Graham paused and then he said, "Well, this bloke, Mr. Proctor, came and told us about the mission. I'd never been to a church before in all the prisons I'd been in.  But I thought, is there anything in this?  So I read my Bible and every night I came to the mission."   A hush fell on the men and they stopped fidgeting.


"Well, I decided to give us life to God. I couldn't do any worse.  No one else wanted it,  and He's given me peace of mind; I've new hope for the future.  I know I've got a future now;  I didn't before.  My eldest son says to me, ‘Dad, there's a change in you and I know there is a change in us.’   My burdens and sins have gone.  I know I'm a sinner at the Cross.  But I'm more happy in my mind.  He'll see me through if I carry on with the teaching of Jesus.  I love Him.  And I can love my enemies.  I have a few of them. I only hope my enemies can forgive me... the people that I shot... and the people that died...  I can only hope my Lord can forgive me what I've done." 

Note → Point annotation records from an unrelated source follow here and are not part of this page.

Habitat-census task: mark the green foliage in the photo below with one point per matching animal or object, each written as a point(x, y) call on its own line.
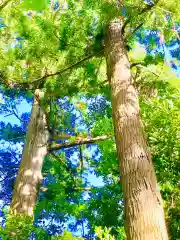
point(66, 236)
point(35, 5)
point(54, 41)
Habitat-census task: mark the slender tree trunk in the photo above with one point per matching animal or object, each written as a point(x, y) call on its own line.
point(29, 176)
point(144, 215)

Into the hush Graham shed a few tears, wrung as it were from his very heart.  Noel glanced quickly round the room, but the men sat still.  No one whispered.  No one fidgeted.  The officers stared at Graham, as he quickly turned his head away and wiped his face with his sleeve.

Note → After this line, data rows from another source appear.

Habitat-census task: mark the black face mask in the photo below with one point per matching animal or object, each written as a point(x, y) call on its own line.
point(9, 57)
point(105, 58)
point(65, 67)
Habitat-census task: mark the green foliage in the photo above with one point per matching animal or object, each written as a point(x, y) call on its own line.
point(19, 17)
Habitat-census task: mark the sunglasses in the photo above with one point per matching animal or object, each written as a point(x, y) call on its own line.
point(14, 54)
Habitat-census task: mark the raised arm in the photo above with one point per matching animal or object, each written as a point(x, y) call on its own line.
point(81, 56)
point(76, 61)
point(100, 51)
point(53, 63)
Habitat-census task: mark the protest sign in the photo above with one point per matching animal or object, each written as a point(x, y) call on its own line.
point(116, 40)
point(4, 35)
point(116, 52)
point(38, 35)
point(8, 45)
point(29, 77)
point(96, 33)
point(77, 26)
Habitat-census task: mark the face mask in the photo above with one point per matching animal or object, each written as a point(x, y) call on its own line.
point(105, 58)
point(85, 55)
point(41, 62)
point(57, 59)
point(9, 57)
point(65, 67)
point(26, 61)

He sighed and then struggled on, "I know I can take us troubles to Him.  Don't get me wrong, I don't like these buildings and I don't like Dartmoor, but I like to come to chapel and to the prayer meetings..."   As abruptly as he had begun, he finished and swung back into his seat. 

But before he had time to sit down, the men began to clap.  They clapped and clapped and then, in a final burst of solidarity, they all stood to their feet, pulling Graham up with them.  The clapping went on and on and on.  And Noel joined in.  Finally it died away and stillness descended.  At the end of the service Noel shook hands with every man as he left. 


Soon he had about a dozen names of prisoners written down in his notebook.  "Can you tell me how to get like Graham, please?"

"Can I become a Christian?" 

Then, almost last out, came Graham.  Four officers were near him, one to escort him back to his cell.  Suddenly one of the officers stuck his hand out to Graham.  Graham stared at the hand and then looked down at the officer.  For a moment their eyes met and then Graham lifted up his hand and grasped the officer's.  As Noel watched the other three officers each came up to Graham and shook him by the hand. 

Then they all turned away quickly and left, taking Graham with them.  Noel gazed after them.  In all his years in the Prison Service he'd never seen officers shake hands with any prisoner before - least of all when that prisoner was a “lifer.”